Inferno

Alkpote

 – 2018
par Jeff, le 23 mai 2018
7

A une époque pas bien lointaine, Snoop Dogg était le tonton sympa du rap US, toujours vénéré par ses fans de la première heure, mais aussi respecté par les kids qui mangeaient encore leurs crottes de nez quand sortait Doggystyle. Un MC qui n'avait peut-être plus la superbe de ses débuts, mais qui compensait par un capital sympathie sans commune mesure - c'est le Snoop qui arrivait à être crédible chez Katy Perry ou qui se voyait offrir par Pharrell Williams les derniers tubes de sa carrière. 
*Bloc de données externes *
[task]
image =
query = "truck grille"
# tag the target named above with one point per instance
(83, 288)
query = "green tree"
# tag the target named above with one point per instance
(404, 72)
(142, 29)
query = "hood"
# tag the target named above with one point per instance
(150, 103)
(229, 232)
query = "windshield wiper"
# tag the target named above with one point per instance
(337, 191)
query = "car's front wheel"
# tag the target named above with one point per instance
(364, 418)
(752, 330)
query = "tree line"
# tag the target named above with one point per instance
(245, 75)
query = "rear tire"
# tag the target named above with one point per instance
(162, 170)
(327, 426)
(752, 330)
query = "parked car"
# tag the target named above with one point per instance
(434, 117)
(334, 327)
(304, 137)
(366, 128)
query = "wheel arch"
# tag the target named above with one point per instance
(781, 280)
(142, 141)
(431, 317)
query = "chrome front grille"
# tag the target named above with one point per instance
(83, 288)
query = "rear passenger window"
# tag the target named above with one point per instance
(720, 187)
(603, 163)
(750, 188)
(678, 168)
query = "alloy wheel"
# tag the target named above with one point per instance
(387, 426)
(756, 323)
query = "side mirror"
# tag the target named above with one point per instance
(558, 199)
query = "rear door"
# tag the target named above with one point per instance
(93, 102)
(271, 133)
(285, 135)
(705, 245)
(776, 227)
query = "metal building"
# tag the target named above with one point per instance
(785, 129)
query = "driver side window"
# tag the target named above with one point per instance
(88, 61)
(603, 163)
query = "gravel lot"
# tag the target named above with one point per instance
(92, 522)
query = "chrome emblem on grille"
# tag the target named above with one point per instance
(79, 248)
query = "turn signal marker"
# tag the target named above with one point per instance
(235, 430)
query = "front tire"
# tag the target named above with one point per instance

Ce rôle d'aimable tonton, on a envie de le donner à Alkpote. Pourtant, c'était loin d'être gagné. En effet, il y a encore 5 ans, quand l'étoile de la constellation Neochrome commençait à pâlir, d'aucuns voyaient le baron de l'Essone errer dans les oubliettes de la street cred. Pourtant, à la faveur de belles rencontres (Butter Bullets ou DJ Weedim) et grâce à une technique qu'il n'aura eu cesse de perfectionner, ALK a effectué l'un des retours gagnants les plus inattendus du rap français en laissant les coudées franches à un personnage d'Empereur de la crasserie dont il aura toujours assumé les excès et maîtrisé les dérapages. Certes, ce n'est pas demain la veille qu'Alkpote ira pousser la chansonnette avec Louane, mais le fait que toute la nouvelle garde se presse pour apparaître à ses côtés et que sa présence dans les plus gros festivals d'été coule de source démontre à quel point le gars a pénétré la matrice.
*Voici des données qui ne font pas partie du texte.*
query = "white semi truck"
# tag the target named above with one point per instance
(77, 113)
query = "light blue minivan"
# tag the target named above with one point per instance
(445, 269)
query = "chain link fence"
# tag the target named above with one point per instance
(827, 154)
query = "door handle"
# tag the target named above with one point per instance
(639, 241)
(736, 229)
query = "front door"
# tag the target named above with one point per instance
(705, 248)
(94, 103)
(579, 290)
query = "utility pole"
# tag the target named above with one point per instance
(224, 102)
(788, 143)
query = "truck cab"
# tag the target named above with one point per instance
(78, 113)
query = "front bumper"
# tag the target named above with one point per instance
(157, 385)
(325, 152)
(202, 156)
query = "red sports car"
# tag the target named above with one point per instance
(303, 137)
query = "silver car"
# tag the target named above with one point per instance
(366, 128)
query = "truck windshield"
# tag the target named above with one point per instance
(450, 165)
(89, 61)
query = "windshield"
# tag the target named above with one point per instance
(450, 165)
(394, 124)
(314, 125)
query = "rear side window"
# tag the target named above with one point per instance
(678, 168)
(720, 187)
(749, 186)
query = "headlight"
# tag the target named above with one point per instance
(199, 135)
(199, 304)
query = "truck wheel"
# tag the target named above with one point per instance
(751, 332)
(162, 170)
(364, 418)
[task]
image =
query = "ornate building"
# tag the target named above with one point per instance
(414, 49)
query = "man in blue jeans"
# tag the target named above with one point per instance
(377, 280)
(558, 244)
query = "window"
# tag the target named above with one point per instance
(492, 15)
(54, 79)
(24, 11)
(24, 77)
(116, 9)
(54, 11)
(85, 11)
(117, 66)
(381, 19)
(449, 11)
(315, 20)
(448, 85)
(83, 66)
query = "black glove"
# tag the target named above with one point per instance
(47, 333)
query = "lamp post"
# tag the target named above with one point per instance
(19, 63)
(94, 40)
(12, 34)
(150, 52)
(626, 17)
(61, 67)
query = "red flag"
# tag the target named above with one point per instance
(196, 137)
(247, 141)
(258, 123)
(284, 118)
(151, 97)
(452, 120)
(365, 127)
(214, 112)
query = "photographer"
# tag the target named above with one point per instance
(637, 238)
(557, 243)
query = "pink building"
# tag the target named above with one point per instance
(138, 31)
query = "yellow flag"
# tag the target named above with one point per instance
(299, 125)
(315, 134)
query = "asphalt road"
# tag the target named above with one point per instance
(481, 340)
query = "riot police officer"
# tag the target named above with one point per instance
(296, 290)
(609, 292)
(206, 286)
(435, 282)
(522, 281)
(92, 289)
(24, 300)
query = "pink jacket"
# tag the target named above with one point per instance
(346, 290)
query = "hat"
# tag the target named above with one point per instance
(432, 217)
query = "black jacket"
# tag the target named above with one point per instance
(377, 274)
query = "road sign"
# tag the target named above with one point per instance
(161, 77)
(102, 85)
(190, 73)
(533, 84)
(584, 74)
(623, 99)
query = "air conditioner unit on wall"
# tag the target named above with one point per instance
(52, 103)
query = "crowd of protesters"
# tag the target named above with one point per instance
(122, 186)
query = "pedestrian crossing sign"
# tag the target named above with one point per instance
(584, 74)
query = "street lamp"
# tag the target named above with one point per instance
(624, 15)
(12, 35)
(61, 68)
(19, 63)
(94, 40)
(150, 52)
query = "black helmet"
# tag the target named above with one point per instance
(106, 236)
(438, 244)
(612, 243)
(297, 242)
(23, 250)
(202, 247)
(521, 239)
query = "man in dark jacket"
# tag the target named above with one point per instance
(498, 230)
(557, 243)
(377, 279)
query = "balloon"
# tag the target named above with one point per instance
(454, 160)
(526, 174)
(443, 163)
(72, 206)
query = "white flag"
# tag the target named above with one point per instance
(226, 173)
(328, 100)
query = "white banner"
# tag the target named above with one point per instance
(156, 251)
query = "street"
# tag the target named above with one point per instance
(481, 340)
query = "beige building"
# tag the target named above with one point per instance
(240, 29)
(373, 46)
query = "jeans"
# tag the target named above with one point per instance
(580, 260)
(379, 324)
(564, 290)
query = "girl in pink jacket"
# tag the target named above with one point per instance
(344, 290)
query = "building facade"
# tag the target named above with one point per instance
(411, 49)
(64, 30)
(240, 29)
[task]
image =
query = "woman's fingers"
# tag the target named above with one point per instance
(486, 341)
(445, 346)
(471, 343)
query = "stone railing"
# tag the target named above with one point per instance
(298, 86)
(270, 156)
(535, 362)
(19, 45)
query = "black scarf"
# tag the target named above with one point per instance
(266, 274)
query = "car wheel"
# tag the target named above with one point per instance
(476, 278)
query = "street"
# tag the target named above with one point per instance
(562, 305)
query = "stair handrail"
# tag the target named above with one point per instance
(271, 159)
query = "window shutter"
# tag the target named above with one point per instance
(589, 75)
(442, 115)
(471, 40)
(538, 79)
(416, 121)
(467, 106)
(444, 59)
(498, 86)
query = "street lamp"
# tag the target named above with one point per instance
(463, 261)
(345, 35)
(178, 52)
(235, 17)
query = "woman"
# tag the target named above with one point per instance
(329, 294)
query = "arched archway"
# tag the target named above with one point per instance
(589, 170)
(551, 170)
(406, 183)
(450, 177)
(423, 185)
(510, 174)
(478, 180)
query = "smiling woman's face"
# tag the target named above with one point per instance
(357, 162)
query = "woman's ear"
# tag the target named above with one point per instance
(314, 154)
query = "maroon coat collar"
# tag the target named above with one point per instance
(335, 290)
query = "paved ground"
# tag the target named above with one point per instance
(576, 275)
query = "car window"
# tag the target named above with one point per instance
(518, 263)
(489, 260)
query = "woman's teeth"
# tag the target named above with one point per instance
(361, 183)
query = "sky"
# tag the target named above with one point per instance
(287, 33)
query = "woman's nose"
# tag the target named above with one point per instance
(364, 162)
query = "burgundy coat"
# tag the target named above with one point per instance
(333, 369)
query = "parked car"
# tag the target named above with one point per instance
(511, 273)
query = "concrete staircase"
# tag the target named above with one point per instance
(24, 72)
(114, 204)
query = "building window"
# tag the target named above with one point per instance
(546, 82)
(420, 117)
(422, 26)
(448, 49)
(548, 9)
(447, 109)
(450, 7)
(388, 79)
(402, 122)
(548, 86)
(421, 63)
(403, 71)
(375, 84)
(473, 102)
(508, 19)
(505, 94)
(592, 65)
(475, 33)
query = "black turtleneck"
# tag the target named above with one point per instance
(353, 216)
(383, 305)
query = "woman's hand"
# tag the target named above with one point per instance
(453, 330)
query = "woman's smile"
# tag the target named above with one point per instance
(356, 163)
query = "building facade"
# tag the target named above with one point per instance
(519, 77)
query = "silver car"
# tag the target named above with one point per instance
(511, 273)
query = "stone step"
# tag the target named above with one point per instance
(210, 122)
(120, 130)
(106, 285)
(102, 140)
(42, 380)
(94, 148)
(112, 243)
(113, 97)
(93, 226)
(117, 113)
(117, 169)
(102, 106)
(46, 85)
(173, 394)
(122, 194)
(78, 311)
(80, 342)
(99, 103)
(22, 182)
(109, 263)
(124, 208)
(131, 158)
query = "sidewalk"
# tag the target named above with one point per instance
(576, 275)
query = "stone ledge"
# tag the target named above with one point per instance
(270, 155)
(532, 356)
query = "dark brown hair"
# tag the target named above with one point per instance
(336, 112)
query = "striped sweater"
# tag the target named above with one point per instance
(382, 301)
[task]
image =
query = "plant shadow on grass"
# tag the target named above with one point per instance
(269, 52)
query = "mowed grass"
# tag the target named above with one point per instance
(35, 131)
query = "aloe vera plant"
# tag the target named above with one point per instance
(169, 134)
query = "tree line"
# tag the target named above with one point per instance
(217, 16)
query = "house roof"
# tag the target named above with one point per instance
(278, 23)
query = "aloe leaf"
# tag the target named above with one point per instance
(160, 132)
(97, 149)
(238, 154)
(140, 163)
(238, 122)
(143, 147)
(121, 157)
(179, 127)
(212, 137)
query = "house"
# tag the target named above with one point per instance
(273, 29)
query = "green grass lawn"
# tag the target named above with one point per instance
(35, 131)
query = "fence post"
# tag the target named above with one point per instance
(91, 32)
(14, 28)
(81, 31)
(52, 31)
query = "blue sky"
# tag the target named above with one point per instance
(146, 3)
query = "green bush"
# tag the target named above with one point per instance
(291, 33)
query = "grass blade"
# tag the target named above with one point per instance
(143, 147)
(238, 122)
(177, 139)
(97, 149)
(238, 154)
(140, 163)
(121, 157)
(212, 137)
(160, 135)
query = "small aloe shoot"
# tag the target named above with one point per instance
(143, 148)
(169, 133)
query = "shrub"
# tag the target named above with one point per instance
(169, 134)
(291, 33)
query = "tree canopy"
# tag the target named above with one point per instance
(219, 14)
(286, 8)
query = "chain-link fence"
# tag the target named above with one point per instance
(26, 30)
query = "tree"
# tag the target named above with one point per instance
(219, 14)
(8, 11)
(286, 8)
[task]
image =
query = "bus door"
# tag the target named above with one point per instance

Et alors qu'on pensait que ce premier semestre 2018 serait l'occasion de dévorer une troisième saison de ses Marches de l'Empereur, Alkpote sort Inferno, un nouvel album sans le moindre featuring. Et ça fait un bien fou. C'est sûr, il est jouissif de le voir imposer son personnage d'une incommensurable vulgarité à tout le reste du rap français, et de constater combien des MC's qu'on dit uniques passent pour de simples faire-valoir quand ils apparaissent aux côtés du Grand Aigle (coucou JeanJass & Caballero), mais il est tout aussi intéressant de laisser le bonhomme seul aux commandes, juste entouré de producteurs qu'il apprécie - peu de têtes connues, mais quand même "Myth Syzer le designer" sur trois titres.
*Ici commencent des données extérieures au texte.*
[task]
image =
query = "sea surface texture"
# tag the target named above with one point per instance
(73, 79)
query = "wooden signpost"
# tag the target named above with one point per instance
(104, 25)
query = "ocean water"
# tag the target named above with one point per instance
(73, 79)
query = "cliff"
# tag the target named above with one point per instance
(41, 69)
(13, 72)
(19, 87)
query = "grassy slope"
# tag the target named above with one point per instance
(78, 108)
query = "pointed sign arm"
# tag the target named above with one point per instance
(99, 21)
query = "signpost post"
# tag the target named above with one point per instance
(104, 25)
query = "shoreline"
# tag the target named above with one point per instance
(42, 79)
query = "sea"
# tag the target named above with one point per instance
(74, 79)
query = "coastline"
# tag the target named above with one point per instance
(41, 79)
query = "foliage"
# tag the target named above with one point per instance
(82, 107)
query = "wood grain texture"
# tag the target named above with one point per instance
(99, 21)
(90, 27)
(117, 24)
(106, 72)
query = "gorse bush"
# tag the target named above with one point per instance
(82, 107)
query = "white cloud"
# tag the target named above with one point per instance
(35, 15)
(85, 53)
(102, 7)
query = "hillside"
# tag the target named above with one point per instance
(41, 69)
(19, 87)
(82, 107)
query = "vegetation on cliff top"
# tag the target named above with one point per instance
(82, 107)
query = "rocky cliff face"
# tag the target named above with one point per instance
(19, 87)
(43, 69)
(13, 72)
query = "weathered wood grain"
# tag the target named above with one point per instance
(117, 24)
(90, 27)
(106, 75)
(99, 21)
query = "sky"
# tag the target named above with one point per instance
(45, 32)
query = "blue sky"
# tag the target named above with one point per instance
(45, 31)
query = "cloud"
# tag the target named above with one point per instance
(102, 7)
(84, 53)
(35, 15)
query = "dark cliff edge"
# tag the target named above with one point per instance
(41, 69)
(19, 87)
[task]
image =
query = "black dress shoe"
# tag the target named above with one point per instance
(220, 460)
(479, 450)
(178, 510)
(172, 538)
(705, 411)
Comme pour Gucci Mane quand il évolue dans la sphère mixtape, la question d'un nouveau disque d'Alkpote n'est pas de se demander si il va embrasser de nouvelles tendances ou pratiquer l'art du contrepied, mais bien si la qualité sera au rendez-vous. Car c'est l'un des principaux écueils d'un genre aussi linéaire que la trap: si les MC's ne sont pas à leur meilleur niveau, on s'emmerde plus que devant la neuvième saison de Scrubs. Ce constat est d'autant plus criant avec Alkpote, dont les rimes salasses, les ad-libs par camions entiers, les scuds à l'adresse des génitrices de la concurrence ou les sempiternelles invitations à lui manger les chouquettes peuvent vite fatiguer quand on sent que l'envie ou l'inspiration n'y sont pas.

Ce qui est sûr c'est que les trois premiers titres d'Inferno rassurent sur la capacité de Serge Gainzbeur à survoler le game: entre deux bangers certifiés ("Trapézistes" et "Survet Noir") et un titre plus aérien qui laisse parler sa passion pour la rime technique ("Traquenard"), le disque démarre sur les chapeaux de roue, noyé dans la crasserie et les références à la pop culture - Virgil Abloh, Brigitte Macron, Gérard Darmon, Alanis Morrissette ou Capucine Anav ont tous droit à leur poke. Conscients qu'il sera compliqué pour Alkpote d'imprimer cette cadence infernale sur le reste de l'album, on accepte sans trop rechigner que le projet rentre un peu dans le rang par la suite, sans pour autant oublier de péter quelques cervicales à intervalles réguliers:  le refrain de "Eau de javel" ("Je suis sale de l'intérieur faut que je boive de l'eau de Javel / Je n'signerai pas dans vos labels, c'est solennel / Je suis vraiment légendaire comme un héros de Marvel") résume en trois phrases la carrière du MC; l'autotune dissonant de "Rachid Taha" en fait un grower de choix et le "John H. Snow" qui boucle le disque confirme bien qu'ALK n'a pas l'intention de changer son fusil d'épaule ("J'f'rai un salut hitlérien si j'vais à Salut les Terriens"). Il est d'ailleurs rassurant de voir Alkpote vissé de la sorte à ses convictions: à l'inverse d'un Snoop condamné à pisser dans les violons pendant les 20 prochaines années, on a l'impression que le chapitre le plus passionnant de la carrière d'Alkpote n'a pas encore été écrit.